Müdahil avukatı Arzu Becerik'in, olay yerinde kendisini teşhis eden bir tanık olduğunu söylemesi üzerine Hayal, ''Bu tanığın mahkemeye gelerek ifade vermesini istediğini'' söyledi.
Avukat Becerik'in, bu kişinin duruşmaya geleceğini ve gerekli işlemlerin yapılacağını ifade etmesi üzerine Hayal, ''Ben de gerekli işlemleri yapacağım o tanığa'' dedi.
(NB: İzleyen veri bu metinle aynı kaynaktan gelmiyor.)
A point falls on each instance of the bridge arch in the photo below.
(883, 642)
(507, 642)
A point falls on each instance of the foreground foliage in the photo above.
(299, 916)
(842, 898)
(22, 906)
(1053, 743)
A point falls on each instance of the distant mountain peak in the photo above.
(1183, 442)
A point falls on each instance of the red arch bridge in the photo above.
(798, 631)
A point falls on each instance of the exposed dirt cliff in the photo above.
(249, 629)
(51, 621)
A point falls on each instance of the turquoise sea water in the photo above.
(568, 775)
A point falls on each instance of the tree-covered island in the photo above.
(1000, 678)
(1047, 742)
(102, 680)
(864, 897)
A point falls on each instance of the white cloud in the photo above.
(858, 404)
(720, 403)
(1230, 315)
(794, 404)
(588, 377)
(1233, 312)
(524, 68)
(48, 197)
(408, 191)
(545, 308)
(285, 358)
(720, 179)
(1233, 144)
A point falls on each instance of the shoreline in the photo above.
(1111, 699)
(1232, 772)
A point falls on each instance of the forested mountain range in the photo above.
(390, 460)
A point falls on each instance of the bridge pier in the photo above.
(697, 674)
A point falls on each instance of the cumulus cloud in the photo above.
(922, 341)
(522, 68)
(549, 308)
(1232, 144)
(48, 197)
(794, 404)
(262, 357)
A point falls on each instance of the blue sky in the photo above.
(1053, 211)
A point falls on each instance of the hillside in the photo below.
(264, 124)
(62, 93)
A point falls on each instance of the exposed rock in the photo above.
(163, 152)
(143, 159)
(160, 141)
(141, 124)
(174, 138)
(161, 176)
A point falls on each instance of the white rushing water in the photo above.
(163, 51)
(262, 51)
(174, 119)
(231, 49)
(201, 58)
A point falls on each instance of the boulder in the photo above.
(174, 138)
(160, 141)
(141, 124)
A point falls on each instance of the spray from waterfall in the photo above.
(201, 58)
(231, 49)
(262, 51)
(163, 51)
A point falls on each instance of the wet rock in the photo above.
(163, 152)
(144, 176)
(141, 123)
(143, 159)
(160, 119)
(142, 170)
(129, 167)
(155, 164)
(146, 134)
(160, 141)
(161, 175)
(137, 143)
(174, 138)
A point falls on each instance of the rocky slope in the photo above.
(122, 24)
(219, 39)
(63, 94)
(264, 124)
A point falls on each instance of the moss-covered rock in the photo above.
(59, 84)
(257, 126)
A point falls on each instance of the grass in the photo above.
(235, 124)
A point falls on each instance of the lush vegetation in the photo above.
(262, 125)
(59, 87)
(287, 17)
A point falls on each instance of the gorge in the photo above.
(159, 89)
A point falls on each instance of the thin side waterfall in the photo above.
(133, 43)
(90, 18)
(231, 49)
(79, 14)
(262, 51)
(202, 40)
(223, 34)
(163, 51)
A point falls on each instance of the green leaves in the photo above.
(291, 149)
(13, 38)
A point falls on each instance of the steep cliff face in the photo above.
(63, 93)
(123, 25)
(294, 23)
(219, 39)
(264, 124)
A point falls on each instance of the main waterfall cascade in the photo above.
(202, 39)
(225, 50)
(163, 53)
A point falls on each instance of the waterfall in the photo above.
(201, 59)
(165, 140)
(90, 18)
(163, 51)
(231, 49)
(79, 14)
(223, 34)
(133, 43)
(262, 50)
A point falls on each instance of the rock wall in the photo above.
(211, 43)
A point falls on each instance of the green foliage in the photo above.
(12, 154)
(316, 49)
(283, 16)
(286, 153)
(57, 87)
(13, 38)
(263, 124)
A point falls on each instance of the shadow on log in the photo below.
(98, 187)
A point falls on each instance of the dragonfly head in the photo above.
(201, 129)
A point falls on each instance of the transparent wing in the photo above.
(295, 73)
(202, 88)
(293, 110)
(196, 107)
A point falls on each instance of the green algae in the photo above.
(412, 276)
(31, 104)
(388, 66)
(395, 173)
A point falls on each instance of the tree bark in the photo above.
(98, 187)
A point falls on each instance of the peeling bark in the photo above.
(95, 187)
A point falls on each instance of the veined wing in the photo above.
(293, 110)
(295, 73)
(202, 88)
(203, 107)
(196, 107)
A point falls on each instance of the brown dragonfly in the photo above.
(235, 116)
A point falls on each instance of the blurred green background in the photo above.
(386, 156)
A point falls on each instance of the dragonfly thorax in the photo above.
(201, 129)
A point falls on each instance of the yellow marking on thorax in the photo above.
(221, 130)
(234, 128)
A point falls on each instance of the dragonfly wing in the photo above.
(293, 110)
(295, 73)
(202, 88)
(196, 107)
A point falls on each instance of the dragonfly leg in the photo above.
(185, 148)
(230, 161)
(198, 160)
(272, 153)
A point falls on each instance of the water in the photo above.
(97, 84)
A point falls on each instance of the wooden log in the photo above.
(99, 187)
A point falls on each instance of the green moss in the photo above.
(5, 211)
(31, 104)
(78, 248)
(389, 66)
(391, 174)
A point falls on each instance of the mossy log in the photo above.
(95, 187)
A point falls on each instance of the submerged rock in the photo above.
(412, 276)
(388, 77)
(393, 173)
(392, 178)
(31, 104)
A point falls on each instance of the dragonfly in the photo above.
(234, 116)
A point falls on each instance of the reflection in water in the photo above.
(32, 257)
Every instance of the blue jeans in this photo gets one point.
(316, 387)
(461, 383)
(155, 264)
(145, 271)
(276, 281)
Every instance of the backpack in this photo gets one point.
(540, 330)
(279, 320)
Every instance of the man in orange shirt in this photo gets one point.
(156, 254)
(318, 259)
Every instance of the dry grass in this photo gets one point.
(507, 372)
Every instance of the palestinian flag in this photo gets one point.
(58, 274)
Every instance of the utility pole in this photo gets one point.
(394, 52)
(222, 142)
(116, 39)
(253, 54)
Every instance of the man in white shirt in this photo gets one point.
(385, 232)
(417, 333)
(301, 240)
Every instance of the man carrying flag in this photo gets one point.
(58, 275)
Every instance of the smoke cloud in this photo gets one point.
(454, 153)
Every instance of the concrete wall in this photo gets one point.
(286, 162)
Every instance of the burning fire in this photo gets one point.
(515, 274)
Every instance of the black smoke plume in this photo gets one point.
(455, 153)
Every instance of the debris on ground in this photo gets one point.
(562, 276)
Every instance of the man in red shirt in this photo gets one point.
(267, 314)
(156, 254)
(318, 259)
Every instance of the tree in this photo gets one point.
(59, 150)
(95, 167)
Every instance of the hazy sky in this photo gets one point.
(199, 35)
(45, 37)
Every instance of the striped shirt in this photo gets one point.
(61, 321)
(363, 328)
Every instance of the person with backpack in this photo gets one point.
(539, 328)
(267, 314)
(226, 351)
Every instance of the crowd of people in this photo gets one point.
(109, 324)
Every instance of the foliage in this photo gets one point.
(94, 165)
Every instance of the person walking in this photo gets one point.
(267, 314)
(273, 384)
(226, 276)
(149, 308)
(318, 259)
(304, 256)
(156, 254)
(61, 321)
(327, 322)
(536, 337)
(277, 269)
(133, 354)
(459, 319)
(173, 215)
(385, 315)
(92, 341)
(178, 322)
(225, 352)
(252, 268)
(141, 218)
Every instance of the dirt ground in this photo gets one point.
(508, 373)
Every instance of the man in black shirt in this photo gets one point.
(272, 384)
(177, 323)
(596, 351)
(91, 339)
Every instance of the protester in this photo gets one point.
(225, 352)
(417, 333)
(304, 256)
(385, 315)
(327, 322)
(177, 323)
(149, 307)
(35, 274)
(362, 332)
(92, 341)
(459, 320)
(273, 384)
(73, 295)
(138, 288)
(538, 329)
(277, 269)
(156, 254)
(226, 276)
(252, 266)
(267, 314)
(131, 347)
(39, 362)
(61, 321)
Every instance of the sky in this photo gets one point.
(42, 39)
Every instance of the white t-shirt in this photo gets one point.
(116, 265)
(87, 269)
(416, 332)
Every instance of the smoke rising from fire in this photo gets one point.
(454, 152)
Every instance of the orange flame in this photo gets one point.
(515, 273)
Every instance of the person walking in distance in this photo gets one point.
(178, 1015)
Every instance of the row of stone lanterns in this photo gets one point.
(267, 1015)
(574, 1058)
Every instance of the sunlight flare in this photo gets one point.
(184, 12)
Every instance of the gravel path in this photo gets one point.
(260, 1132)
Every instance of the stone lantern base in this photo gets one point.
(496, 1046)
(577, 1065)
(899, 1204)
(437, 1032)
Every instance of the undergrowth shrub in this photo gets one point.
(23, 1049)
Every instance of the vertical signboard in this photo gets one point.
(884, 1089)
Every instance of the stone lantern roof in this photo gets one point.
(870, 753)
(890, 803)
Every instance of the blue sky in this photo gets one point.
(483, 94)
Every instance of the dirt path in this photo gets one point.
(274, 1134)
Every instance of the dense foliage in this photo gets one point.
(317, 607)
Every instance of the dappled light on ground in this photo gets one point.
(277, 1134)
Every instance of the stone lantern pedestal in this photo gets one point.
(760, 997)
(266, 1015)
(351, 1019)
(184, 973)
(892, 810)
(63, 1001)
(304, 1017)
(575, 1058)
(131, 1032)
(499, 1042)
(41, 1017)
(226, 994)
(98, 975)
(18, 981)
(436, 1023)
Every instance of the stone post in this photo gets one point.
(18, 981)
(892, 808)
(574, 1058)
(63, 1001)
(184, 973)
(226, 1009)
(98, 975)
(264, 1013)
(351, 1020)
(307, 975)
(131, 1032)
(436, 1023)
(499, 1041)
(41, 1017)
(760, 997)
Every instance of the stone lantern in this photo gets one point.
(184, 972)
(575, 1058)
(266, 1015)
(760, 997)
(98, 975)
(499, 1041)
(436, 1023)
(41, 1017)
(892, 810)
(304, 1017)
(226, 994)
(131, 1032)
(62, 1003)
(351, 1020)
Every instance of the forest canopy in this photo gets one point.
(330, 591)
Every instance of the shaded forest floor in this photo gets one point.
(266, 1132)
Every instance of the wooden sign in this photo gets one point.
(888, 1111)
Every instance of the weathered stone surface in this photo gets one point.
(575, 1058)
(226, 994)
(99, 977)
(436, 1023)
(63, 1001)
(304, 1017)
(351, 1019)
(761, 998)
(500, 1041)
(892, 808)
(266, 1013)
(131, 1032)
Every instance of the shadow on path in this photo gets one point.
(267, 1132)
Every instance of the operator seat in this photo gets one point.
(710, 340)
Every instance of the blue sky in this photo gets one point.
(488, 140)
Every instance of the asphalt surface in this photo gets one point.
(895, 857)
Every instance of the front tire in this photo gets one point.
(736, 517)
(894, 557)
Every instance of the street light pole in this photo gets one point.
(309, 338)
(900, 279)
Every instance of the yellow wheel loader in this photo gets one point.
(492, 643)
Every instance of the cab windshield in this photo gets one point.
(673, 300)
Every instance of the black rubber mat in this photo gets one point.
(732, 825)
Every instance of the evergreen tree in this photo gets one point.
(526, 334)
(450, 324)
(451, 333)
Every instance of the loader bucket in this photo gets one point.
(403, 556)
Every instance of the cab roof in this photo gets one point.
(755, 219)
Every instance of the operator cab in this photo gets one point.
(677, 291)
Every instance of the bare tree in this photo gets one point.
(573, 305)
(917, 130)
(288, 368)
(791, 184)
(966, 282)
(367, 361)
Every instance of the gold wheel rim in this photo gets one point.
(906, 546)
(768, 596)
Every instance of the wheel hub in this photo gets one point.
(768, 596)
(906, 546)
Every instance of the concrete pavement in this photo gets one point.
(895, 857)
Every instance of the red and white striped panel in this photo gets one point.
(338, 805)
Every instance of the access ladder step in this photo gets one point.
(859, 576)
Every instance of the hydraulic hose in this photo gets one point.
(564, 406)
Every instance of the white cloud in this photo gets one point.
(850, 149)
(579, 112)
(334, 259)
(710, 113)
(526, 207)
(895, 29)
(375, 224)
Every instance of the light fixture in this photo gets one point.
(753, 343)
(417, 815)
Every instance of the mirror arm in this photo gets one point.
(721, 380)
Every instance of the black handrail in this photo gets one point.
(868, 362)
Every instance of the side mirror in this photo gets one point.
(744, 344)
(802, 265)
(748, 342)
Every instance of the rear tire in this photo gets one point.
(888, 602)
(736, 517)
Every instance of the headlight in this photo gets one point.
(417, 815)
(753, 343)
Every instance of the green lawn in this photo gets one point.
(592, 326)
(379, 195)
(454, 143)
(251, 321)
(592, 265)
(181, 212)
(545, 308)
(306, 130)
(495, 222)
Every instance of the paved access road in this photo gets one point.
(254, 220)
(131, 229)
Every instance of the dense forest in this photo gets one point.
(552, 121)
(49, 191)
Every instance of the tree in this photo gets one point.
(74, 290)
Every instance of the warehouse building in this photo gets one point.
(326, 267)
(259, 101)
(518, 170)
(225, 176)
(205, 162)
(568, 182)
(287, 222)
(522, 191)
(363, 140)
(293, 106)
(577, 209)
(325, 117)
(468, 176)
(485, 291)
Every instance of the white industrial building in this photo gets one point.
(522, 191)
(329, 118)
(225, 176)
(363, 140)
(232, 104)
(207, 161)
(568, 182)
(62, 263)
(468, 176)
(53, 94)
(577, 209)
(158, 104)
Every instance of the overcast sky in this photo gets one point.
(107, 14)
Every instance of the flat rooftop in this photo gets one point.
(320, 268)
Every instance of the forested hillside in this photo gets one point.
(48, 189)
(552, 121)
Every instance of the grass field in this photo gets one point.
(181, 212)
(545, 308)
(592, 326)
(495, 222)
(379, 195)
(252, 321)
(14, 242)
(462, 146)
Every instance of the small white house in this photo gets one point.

DİNK'İN ÖLDÜRÜLMESİNE İLİŞKİN DAVANIN 7. DURUŞMASI SONA ERDİ
Agos Gazetesi Genel Yayın Yönetmeni Hrant Dink'in öldürülmesine ilişkin davanın 7'nci duruşması sonu erdi. Duruşma sonunda mahkeme 32 ara karar aldı.
Mahkeme tarafından alına 32 ara karardan bazıları şunlar:
- Tanıklar Serkan İskender,
Cemal Yıldırım, Mesut Öz, Ayşe Pamiş'in zorla getirilmesine
- Hrant Dink'in
silah ruhsatı almak için İstanbul Emniyet Müdürlüğü'ne herhangi bir başvurusunun olup olmadığının araştırılması için yazı yazılmasına
- Hrant Dink'in emniyet müdürlüğü koruma şubesinden herhangi bir koruma talebinde bulunup bulunmadığının ve kendisine koruma verilip verilmediğinin sorulması için yazı yazılmasına
- Mahkeme ayrıca
Coşkun İğci'nin Ogün Samast ile görüşmelerinin sorulması için
Ankara Telekominikasyon İletişim Genel Müdürlüğü'ne yazı yazılmasına
- Erhan Tuncel'in Trabzon Emniyeti'nde resmi görevli olarak belirttiği Ahmet isimli kişinin açık kimliğinin mahkemeye bildirilmesi için Trabzon Emniyeti'ne yazı yazılmasına
- Avukatların talebi doğrultusunda, tanıklar Muhittin Zenit ve Metin Gündoğdu'nun talimatla yeniden ifadelerinin alınması ve bu sırada sanık ve müdahil vekillerine tebligat çıkarılmasına
- Müdahil vekilleri tarafından talep edilen Hrant
Dink cinayeti ile ilgili Trabzon
İstihbarat Şube Müdürlüğü görevlileri tarafından hazırlanan raporun var ise gönderilmesi için
Emniyet Genel Müdürlüğü İstihbarat Daire Başkanlığı'ndan istenmesine
-
Erzurum 2.
Ağır Ceza Mahkemesi tarafından Yasin Hayal'e ilişkin dinleme kararında başka bir kişinin dinlenilmesine karar verildiği ancak üzerinin kapatılarak çekilen fotokopinin dosyaya geldiği anlaşıldığından üstü kapatılan kişinin kim olduğunun Erzurum 2. Ağır Ceza Mahkemesi Başkanlığı'na sorulmasına
- İstihbarat Daire Başkanlığı'ndan Hrant Dink'in vurulmasına yönelik kendilerine intikal eden herhangi bir bilginin olup olmadığının sorulması için yazı yazılmasına
- Hrant Dink'e ilişkin
iletişimin tespit edilmesi, dinlenmesi ve kayda alınmasına yönelik herhangi bir kararın olup olmadığının sorulması için
Telekomünikasyon İletişim Başkanlığı'na yazı yazılmasına
- Emniyet Genel Müdürlüğü İstihbarat Daire Başkanlığı'nca gönderilen 90 sayfalık belgenin yeniden istenerek açık duruşmada incelenmesi talebini ise dosyaya konulan belgelerin sırf dava dosyasıyla ilgili olduğu anlaşıldığından talebin reddine
- Erhan Tuncel'in dava dosyasının ayrılmasına ilişkin talebini reddeden mahkeme, Tuncel'in
savunma tanığı olarak gösterdiği Trabozun Emniyet Müdürlüğü'nde görevli Mehmet Ayhan, Özkan
Mumcu,
Onur Karakaya'nın hazır bulunmasına
Sanıkların tutukluluk halinin devamına kara veren mahkeme duruşmayı 26 Ocak tarihine erteledi.